Bei der Schlichtungsstelle für den öffentlichen Personenverkehr (söp) gingen 2022 30.307 Anträge von Reisenden ein, die um eine außergerichtliche Beilegung einer Streitigkeit zwischen ihnen und einem Verkehrs- bzw. Reiseunternehmen baten – ein massiver Anstieg gegenüber dem Vorjahr, das durch einen markant niedrigen Falleingang charakterisiert war. Das stark volatile Antragsaufkommen der Jahre 2020-2022 ist eine unmittelbare Folge der Corona-Pandemie für den Bereich Verkehr/Reisen.
Für das Jahr 2023 geht die söp davon aus, dass wieder annähernd so viele neue Schlichtungsanträge eingehen könnten wie im „Vor-Corona-Jahr“ 2019 – wobei naturgemäß nicht sicher prognostiziert werden kann, welchen konkreten Einfluss Faktoren wie Inflation, Krieg, potentielle neue Virus-Varianten etc. im Jahresverlauf 2023 auf das faktische Reisegeschehen und damit auf die Entwicklung bei den Schlichtungsanträgen haben werden.
Trotz schwieriger Rahmenbedingungen (u.a. geprägt von komplexen Fallkonstellationen sowie von z.T. noch durch die Pandemie-Folgen belasteten VerbraucherInnen einerseits und unter personellen Engpässen leidenden Unternehmen andererseits) konnte 2022 erneut eine sehr hohe Einigungsquote von über 85 % erreicht werden. Der Zeitraum zwischen Eingang der vollständigen Beschwerdeakte und der Übermittlung des Schlichtungsvorschlags betrug durchschnittlich 67 Tage. Nicht zuletzt durch die Möglichkeit des „sofortigen Anerkenntnisses“ konnten auch 2022 viele Verfahren innerhalb weniger Wochen, oft sogar innerhalb weniger Tage erfolgreich abgeschlossen werden. Insgesamt konnten im Berichtsjahr rund 40 % aller söp-Schlichtungsverfahren als „sofortige Anerkenntnisse“ abgeschlossen werden, im Segment Flug beträgt der Anteil an „sofortigen Anerkenntnissen“ sogar 47 % (2021: 42 %).

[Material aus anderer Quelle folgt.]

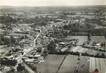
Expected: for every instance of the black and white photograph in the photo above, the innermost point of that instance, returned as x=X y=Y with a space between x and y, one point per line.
x=52 y=36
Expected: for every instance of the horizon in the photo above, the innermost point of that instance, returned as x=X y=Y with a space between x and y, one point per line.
x=51 y=3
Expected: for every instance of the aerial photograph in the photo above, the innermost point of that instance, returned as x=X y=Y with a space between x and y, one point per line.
x=52 y=36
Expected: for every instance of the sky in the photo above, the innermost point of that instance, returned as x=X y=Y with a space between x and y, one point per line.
x=51 y=2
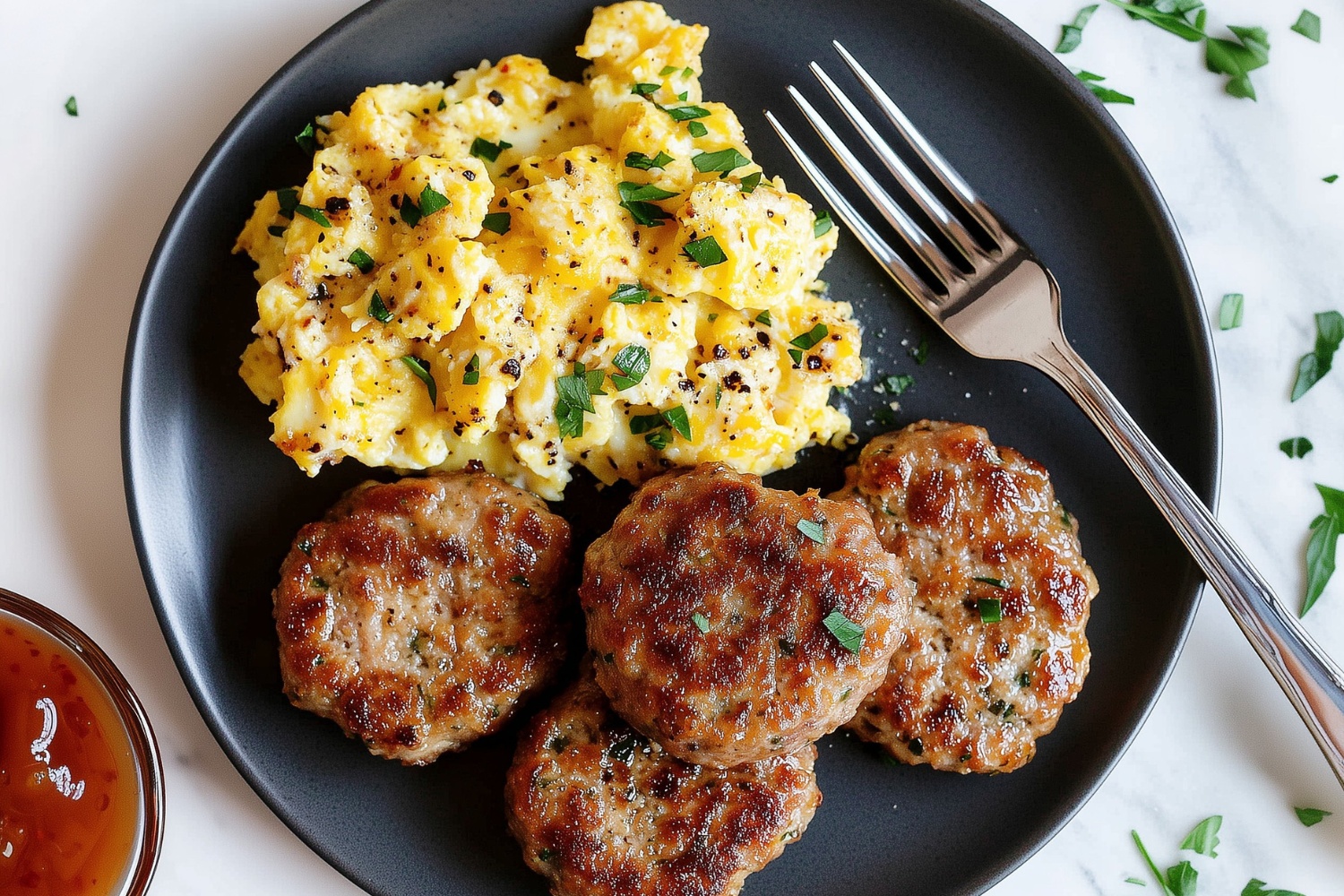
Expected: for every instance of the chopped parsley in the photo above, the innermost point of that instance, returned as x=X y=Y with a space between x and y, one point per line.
x=1183 y=18
x=1230 y=312
x=629 y=295
x=487 y=151
x=849 y=633
x=633 y=363
x=814 y=530
x=1093 y=82
x=362 y=260
x=1311 y=815
x=1203 y=839
x=1238 y=58
x=497 y=222
x=1320 y=549
x=1257 y=888
x=410 y=211
x=895 y=384
x=1073 y=34
x=642 y=163
x=1309 y=26
x=421 y=370
x=704 y=252
x=1296 y=447
x=991 y=608
x=306 y=139
x=685 y=113
x=432 y=201
x=575 y=398
x=312 y=214
x=1330 y=333
x=919 y=354
x=639 y=201
x=806 y=340
x=723 y=161
x=378 y=309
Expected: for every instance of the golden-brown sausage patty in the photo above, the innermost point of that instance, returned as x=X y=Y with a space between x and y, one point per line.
x=980 y=530
x=736 y=622
x=601 y=810
x=418 y=614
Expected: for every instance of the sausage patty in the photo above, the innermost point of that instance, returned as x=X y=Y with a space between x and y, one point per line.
x=736 y=622
x=984 y=536
x=601 y=810
x=418 y=614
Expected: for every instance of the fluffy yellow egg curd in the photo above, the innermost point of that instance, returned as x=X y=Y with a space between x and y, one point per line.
x=535 y=273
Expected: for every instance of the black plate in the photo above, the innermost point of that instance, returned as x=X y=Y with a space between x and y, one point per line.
x=214 y=504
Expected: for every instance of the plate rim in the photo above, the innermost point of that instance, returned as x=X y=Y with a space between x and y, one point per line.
x=1159 y=214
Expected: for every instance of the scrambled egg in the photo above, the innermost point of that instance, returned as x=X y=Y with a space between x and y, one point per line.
x=534 y=273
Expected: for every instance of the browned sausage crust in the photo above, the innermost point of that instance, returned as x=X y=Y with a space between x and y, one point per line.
x=975 y=522
x=601 y=810
x=418 y=614
x=720 y=613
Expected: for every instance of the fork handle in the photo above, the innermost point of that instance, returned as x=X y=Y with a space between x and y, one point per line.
x=1306 y=675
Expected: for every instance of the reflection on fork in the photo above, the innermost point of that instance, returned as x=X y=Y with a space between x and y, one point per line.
x=986 y=290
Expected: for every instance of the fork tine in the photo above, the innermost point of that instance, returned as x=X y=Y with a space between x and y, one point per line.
x=945 y=174
x=951 y=228
x=910 y=231
x=876 y=246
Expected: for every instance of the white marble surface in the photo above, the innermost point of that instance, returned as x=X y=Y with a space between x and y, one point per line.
x=158 y=80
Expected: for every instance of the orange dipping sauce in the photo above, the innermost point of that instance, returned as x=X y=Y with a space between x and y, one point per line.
x=69 y=788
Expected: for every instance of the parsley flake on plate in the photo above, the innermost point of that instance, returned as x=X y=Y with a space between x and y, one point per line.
x=1296 y=447
x=1230 y=312
x=1238 y=58
x=421 y=370
x=849 y=633
x=1182 y=18
x=1093 y=82
x=814 y=530
x=639 y=201
x=1320 y=548
x=633 y=363
x=723 y=161
x=1203 y=839
x=487 y=151
x=704 y=252
x=1330 y=333
x=1311 y=815
x=1073 y=34
x=1309 y=26
x=640 y=161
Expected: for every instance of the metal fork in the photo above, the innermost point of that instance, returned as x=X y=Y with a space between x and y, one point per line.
x=999 y=301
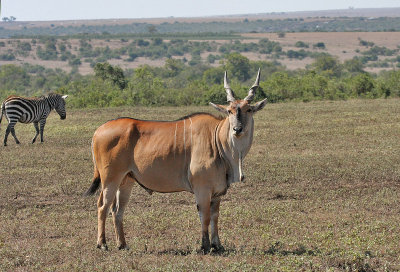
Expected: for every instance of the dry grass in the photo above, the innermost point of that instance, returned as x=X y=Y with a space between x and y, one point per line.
x=322 y=191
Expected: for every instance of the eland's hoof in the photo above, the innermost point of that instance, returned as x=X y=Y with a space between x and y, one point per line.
x=103 y=247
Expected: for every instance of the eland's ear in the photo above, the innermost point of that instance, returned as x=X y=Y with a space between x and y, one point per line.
x=219 y=108
x=259 y=105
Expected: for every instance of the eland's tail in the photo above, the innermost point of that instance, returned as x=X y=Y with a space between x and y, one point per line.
x=96 y=178
x=2 y=111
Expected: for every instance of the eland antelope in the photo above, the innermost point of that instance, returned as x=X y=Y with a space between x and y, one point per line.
x=199 y=153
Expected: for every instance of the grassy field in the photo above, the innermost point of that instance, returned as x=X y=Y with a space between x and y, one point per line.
x=322 y=194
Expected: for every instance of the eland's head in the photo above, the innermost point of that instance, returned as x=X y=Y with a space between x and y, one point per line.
x=240 y=112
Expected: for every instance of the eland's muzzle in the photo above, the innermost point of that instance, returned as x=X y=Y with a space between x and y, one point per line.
x=237 y=131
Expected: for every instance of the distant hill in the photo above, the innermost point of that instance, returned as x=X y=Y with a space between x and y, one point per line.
x=382 y=19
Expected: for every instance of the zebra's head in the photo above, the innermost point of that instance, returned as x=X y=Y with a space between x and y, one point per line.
x=59 y=106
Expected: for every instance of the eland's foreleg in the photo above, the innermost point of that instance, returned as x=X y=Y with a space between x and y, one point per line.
x=120 y=202
x=106 y=198
x=215 y=242
x=203 y=200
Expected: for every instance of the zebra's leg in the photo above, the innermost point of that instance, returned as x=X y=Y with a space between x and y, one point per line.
x=42 y=124
x=36 y=125
x=11 y=129
x=6 y=136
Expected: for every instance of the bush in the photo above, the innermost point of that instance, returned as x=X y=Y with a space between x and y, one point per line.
x=319 y=45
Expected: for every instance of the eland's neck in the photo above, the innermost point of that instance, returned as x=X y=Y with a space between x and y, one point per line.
x=234 y=149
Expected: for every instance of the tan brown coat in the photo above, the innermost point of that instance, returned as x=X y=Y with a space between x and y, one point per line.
x=200 y=153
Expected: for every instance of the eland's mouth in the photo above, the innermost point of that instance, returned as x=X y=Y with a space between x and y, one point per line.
x=238 y=131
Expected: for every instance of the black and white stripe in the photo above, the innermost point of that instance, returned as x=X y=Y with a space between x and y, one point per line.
x=31 y=110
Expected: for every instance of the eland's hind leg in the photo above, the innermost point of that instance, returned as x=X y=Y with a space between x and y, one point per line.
x=203 y=200
x=120 y=202
x=106 y=198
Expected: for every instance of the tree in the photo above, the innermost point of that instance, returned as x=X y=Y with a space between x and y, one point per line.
x=115 y=74
x=152 y=29
x=238 y=66
x=329 y=64
x=354 y=65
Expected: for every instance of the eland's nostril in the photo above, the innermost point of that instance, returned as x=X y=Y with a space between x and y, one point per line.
x=237 y=129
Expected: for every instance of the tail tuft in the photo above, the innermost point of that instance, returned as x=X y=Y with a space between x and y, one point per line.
x=93 y=188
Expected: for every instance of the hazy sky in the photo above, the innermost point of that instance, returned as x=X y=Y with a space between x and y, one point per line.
x=34 y=10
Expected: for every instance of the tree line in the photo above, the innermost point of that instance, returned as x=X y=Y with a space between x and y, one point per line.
x=177 y=83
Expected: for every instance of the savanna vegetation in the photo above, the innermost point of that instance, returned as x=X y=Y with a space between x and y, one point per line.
x=178 y=83
x=321 y=194
x=218 y=26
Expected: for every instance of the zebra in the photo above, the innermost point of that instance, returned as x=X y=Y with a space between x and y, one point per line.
x=31 y=110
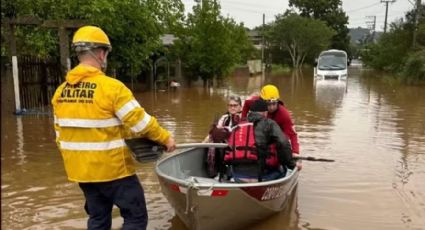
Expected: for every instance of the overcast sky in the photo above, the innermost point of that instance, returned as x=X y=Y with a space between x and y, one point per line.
x=250 y=11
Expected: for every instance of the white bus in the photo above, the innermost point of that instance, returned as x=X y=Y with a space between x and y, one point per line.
x=331 y=65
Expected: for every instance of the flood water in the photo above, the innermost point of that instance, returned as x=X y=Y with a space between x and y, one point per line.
x=374 y=130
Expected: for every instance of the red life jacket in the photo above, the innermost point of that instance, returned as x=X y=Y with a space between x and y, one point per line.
x=242 y=146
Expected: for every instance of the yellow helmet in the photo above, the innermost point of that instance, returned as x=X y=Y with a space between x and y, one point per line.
x=269 y=92
x=90 y=37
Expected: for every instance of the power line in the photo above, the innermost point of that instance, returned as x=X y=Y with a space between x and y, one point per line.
x=364 y=7
x=386 y=12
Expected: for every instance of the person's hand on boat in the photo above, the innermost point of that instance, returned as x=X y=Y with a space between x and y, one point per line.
x=299 y=163
x=170 y=144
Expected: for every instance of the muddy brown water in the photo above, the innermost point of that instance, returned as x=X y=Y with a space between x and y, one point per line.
x=373 y=129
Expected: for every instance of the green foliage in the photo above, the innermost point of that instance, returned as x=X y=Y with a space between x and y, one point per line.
x=394 y=52
x=390 y=52
x=211 y=44
x=299 y=36
x=331 y=12
x=414 y=69
x=133 y=26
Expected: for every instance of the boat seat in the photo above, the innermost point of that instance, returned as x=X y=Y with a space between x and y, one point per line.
x=202 y=180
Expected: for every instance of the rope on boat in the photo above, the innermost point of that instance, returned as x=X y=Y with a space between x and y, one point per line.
x=193 y=185
x=190 y=186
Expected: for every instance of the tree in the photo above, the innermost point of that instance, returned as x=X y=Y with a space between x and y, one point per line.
x=300 y=36
x=211 y=44
x=331 y=12
x=133 y=26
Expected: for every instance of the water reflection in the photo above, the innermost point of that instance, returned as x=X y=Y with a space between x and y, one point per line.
x=329 y=93
x=375 y=131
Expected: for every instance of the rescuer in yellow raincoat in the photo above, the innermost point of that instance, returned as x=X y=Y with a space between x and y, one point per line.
x=93 y=114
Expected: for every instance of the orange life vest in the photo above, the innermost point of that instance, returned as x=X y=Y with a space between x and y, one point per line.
x=242 y=146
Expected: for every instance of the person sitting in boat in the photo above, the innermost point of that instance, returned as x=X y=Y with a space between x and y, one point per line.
x=259 y=151
x=233 y=115
x=219 y=134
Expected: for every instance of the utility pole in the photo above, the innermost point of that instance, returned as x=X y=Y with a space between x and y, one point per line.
x=386 y=12
x=262 y=43
x=371 y=24
x=415 y=23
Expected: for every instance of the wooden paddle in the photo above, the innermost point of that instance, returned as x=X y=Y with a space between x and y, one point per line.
x=145 y=150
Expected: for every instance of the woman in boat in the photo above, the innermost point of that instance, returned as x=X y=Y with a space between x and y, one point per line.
x=233 y=115
x=219 y=134
x=258 y=148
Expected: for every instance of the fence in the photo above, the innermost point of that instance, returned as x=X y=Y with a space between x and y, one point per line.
x=38 y=80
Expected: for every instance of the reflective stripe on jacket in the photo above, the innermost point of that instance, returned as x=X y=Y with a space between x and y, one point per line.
x=93 y=115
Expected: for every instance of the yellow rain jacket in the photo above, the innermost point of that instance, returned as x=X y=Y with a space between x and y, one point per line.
x=93 y=114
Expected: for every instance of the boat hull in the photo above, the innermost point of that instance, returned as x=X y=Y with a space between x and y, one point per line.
x=204 y=203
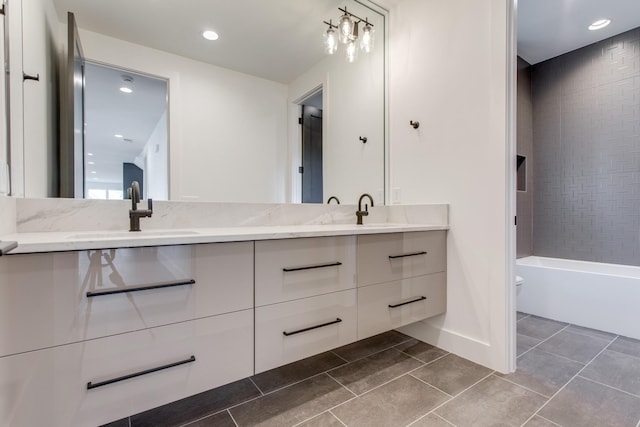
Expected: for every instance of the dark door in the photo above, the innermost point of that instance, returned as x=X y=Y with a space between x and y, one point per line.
x=311 y=155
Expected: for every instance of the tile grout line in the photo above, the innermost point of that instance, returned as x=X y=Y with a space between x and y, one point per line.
x=426 y=415
x=338 y=356
x=544 y=340
x=444 y=403
x=626 y=354
x=555 y=424
x=337 y=418
x=431 y=385
x=187 y=424
x=256 y=386
x=341 y=385
x=523 y=387
x=567 y=383
x=232 y=419
x=422 y=361
x=609 y=386
x=563 y=357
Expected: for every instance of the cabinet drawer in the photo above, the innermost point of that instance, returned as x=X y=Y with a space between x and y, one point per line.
x=297 y=268
x=301 y=320
x=49 y=387
x=390 y=305
x=47 y=293
x=387 y=257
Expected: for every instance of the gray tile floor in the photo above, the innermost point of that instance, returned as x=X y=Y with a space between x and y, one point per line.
x=566 y=376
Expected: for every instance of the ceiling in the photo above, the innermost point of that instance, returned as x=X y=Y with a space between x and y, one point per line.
x=548 y=28
x=273 y=39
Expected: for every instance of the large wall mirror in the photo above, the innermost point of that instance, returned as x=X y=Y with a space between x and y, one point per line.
x=235 y=105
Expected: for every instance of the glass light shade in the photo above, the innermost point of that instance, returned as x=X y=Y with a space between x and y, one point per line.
x=366 y=39
x=351 y=51
x=345 y=27
x=330 y=41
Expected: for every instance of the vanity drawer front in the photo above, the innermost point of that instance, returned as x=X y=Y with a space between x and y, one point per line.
x=297 y=268
x=49 y=387
x=47 y=293
x=411 y=300
x=313 y=325
x=395 y=256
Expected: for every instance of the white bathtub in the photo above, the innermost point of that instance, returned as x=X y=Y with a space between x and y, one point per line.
x=595 y=295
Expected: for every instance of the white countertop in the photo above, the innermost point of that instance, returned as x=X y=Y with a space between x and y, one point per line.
x=72 y=241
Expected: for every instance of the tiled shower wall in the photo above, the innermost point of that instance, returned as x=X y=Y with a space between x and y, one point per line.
x=586 y=127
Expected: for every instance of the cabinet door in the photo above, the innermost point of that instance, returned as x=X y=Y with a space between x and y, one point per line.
x=65 y=297
x=395 y=256
x=50 y=387
x=293 y=330
x=297 y=268
x=390 y=305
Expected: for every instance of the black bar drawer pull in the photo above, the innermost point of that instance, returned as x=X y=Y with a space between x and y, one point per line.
x=333 y=322
x=91 y=385
x=406 y=255
x=142 y=288
x=422 y=298
x=309 y=267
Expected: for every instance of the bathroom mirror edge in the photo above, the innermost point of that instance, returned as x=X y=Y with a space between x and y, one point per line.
x=176 y=170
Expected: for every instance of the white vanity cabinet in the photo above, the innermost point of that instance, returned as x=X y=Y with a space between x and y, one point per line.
x=50 y=387
x=64 y=297
x=305 y=298
x=70 y=318
x=401 y=279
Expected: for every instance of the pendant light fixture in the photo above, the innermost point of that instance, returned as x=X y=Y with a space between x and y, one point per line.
x=346 y=33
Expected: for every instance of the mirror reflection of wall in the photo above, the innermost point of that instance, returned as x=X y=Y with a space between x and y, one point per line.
x=126 y=124
x=234 y=130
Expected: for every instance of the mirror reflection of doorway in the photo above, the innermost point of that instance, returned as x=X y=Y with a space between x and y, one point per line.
x=125 y=129
x=311 y=169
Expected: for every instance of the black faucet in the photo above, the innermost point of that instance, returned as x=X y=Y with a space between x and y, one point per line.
x=134 y=213
x=360 y=213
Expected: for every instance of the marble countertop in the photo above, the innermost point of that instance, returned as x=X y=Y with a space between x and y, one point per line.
x=56 y=241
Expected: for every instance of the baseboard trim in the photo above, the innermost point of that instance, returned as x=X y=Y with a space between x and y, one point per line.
x=470 y=348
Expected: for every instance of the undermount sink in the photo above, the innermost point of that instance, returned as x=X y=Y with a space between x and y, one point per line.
x=131 y=234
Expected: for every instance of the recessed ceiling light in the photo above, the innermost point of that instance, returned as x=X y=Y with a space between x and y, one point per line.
x=599 y=24
x=210 y=35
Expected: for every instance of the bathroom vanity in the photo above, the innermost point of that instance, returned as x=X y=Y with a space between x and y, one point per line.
x=94 y=330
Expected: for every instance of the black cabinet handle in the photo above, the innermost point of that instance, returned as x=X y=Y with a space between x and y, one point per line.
x=142 y=288
x=406 y=255
x=422 y=298
x=309 y=267
x=333 y=322
x=91 y=385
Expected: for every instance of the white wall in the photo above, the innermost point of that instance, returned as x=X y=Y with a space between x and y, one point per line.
x=35 y=50
x=448 y=70
x=353 y=106
x=227 y=130
x=156 y=169
x=40 y=56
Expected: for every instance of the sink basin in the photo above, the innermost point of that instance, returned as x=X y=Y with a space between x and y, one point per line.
x=131 y=234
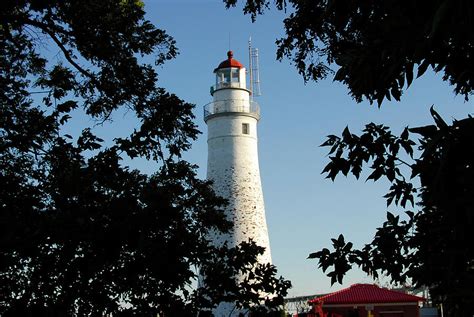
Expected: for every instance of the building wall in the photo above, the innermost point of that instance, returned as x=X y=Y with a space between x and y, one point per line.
x=385 y=310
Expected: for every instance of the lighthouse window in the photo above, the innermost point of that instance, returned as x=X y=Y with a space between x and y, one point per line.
x=245 y=128
x=235 y=75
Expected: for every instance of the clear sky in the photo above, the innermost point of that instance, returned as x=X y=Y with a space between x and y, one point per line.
x=304 y=210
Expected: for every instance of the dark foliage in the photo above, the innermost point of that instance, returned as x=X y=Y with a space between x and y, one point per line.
x=375 y=47
x=80 y=232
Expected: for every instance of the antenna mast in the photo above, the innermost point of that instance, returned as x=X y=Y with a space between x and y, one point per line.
x=254 y=73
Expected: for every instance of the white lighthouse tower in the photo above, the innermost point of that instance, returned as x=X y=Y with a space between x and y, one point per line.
x=232 y=164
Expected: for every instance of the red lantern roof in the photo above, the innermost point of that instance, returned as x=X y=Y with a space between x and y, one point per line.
x=365 y=294
x=229 y=62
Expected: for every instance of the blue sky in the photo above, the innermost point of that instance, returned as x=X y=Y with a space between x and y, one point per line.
x=303 y=209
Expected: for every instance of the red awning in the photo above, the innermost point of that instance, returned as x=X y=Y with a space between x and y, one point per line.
x=366 y=293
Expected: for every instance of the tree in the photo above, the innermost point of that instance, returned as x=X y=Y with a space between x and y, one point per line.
x=373 y=47
x=81 y=232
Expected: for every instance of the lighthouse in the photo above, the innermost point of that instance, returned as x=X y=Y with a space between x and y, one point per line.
x=232 y=164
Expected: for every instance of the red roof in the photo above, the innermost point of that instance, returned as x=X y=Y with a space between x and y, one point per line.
x=365 y=294
x=229 y=62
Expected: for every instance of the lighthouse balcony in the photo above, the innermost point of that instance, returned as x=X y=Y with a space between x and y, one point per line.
x=226 y=85
x=232 y=106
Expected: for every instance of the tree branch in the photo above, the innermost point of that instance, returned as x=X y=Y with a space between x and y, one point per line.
x=46 y=29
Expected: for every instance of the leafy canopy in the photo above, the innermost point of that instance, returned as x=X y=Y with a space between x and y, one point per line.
x=81 y=233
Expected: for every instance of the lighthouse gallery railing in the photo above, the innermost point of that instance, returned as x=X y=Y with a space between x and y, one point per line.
x=232 y=105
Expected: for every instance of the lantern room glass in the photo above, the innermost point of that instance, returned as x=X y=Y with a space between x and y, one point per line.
x=227 y=77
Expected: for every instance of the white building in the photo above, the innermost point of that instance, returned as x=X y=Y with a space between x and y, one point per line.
x=232 y=164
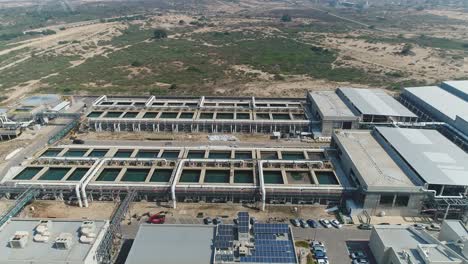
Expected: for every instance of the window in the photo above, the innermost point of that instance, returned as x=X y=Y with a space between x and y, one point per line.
x=402 y=200
x=386 y=200
x=347 y=125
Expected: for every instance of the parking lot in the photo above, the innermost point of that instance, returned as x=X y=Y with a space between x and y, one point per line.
x=340 y=243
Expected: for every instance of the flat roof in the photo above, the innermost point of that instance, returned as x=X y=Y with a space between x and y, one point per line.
x=172 y=244
x=459 y=87
x=375 y=102
x=443 y=101
x=374 y=164
x=431 y=155
x=330 y=105
x=458 y=227
x=405 y=239
x=36 y=252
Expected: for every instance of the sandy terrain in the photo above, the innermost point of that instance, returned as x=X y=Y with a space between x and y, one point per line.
x=424 y=64
x=187 y=210
x=57 y=209
x=454 y=14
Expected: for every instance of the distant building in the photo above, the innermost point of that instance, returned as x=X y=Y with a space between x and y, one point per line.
x=375 y=106
x=207 y=244
x=395 y=244
x=35 y=241
x=396 y=168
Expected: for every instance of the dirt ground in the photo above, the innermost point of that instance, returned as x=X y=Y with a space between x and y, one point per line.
x=5 y=204
x=151 y=136
x=229 y=211
x=58 y=209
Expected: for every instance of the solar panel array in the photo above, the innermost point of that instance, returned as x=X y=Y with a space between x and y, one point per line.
x=224 y=258
x=260 y=228
x=268 y=248
x=243 y=218
x=225 y=236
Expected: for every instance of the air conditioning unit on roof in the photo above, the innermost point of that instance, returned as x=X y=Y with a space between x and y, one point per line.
x=64 y=241
x=19 y=239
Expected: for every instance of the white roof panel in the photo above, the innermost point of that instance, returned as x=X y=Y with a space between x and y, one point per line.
x=375 y=102
x=441 y=162
x=443 y=101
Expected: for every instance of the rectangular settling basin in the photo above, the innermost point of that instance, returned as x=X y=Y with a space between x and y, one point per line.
x=161 y=175
x=243 y=176
x=192 y=176
x=273 y=177
x=326 y=177
x=217 y=176
x=77 y=174
x=54 y=174
x=135 y=175
x=108 y=174
x=28 y=173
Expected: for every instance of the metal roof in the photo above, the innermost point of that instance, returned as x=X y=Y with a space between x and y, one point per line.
x=373 y=164
x=45 y=253
x=419 y=247
x=441 y=100
x=459 y=88
x=330 y=105
x=375 y=102
x=172 y=244
x=431 y=155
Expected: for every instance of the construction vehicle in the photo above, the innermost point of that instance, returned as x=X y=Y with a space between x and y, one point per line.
x=158 y=218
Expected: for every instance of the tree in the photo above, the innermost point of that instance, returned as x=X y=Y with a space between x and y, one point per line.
x=406 y=50
x=160 y=34
x=286 y=18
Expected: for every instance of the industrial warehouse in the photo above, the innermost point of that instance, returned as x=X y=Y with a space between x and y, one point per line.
x=363 y=152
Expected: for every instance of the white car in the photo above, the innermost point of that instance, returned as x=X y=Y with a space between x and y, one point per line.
x=322 y=261
x=325 y=222
x=336 y=223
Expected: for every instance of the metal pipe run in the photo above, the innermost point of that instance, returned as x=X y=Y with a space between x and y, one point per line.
x=262 y=181
x=98 y=167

Darüber hinaus berichtet die söp auch über unseriöse Geschäftspraktiken kommerzieller Fluggasthelfer, die mitunter sehr aggressiv um die Durchsetzung von Entschädigungen nach der europäischen Fluggastrechte-Verordnung werben, dann jedoch gegen meist hohe Provision nur die einfachen bzw. eindeutigen Fälle bearbeiten. Für komplexe bzw. unsichere Ansprüche stellen sie einen Schlichtungsantrag bei der söp, um von dieser eine kostenlose Rechtseinschätzung zu erhalten. Dadurch sieht sich die söp nach eigenen Worten als „Handlangerin einer Beschwerde-Industrie“ instrumentalisiert. Die söp hat deshalb ihre Verfahrensordnung reagiert und lässt künftig eine Vertretung nur noch im gesetzlichen und „mit dem Wesen der Verbraucherschlichtung zu vereinbarenden Rahmen“ zu.